You will be able to:

  • Determine whether variables are categorical or continuous
  • Use one hot encoding to create dummy variables
  • Describe why dummy variables are necessary

Importing the Ames Housing dataset

Let's start by importing the Ames Housing dataset from ames.csv into a pandas dataframe using pandas read_csv()

# Import your data

Now look at the first five rows of ames:

# Inspect the first few rows

Variable Descriptions

Look in data_description.txt for a full description of all variables.

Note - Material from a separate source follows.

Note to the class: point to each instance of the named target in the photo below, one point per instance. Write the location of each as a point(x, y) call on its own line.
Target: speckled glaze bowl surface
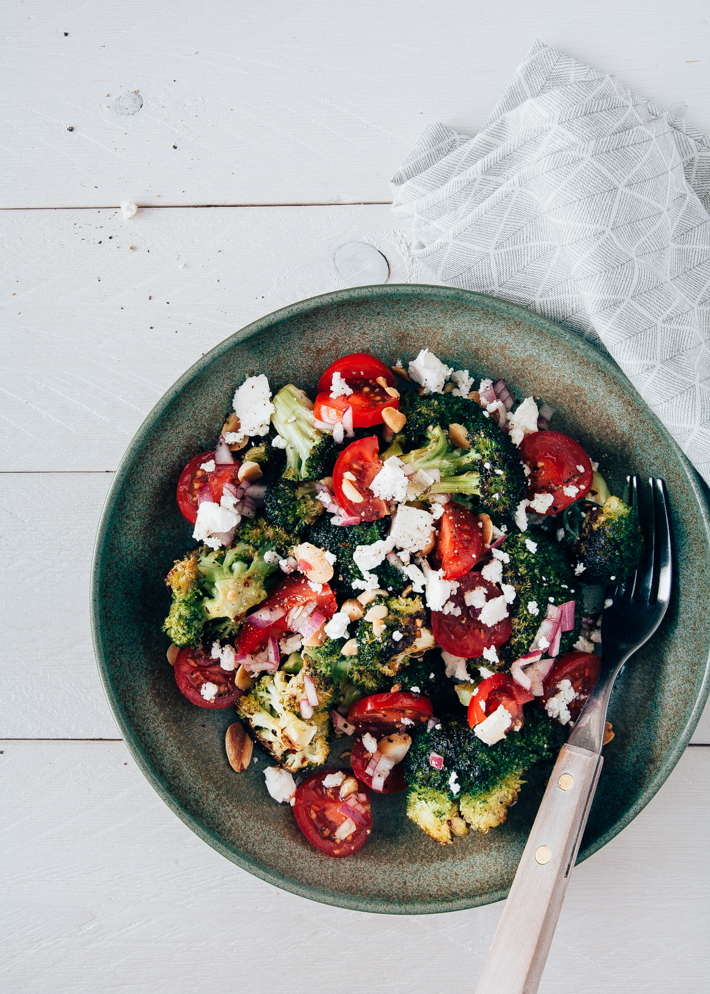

A preview of some of the columns:

LotArea: Size of the lot in square feet

MSZoning: Identifies the general zoning classification of the sale.

   A	 Agriculture
   C	 Commercial
   FV	Floating Village Residential
   I	 Industrial
   RH	Residential High Density
   RL	Residential Low Density
   RP	Residential Low Density Park 
   RM	Residential Medium Density

OverallCond: Rates the overall condition of the house

   10	Very Excellent
   9	 Excellent
   8	 Very Good
   7	 Good
   6	 Above Average	
   5	 Average
   4	 Below Average	
   3	 Fair
   2	 Poor
   1	 Very Poor

KitchenQual: Kitchen quality

   Ex	Excellent
   Gd	Good
   TA	Typical/Average
   Fa	Fair
   Po	Poor

YrSold: Year Sold (YYYY)

SalePrice: Sale price of the house in dollars

Let's inspect all features using .describe() and .info()

# Use .describe()
# Use .info()

Plot Categorical Variables

Now, pick 6 categorical variables and plot them against SalePrice with a bar graph for each variable. All 6 bar graphs should be on the same figure.

import matplotlib.pyplot as plt
%matplotlib inline

# Create bar plots

Create dummy variables

Create dummy variables for the six categorical features you chose remembering to drop the first. Drop the categorical columns that you used, concat the dummy columns to our continuous variables and asign it to a new variable ames_preprocessed

# Create dummy variables for your six categorical features

Summary

In this lab, you practiced your knowledge of categorical variables on the Ames Housing dataset! Specifically, you practiced distinguishing continuous and categorical data. You then created dummy variables using one hot encoding.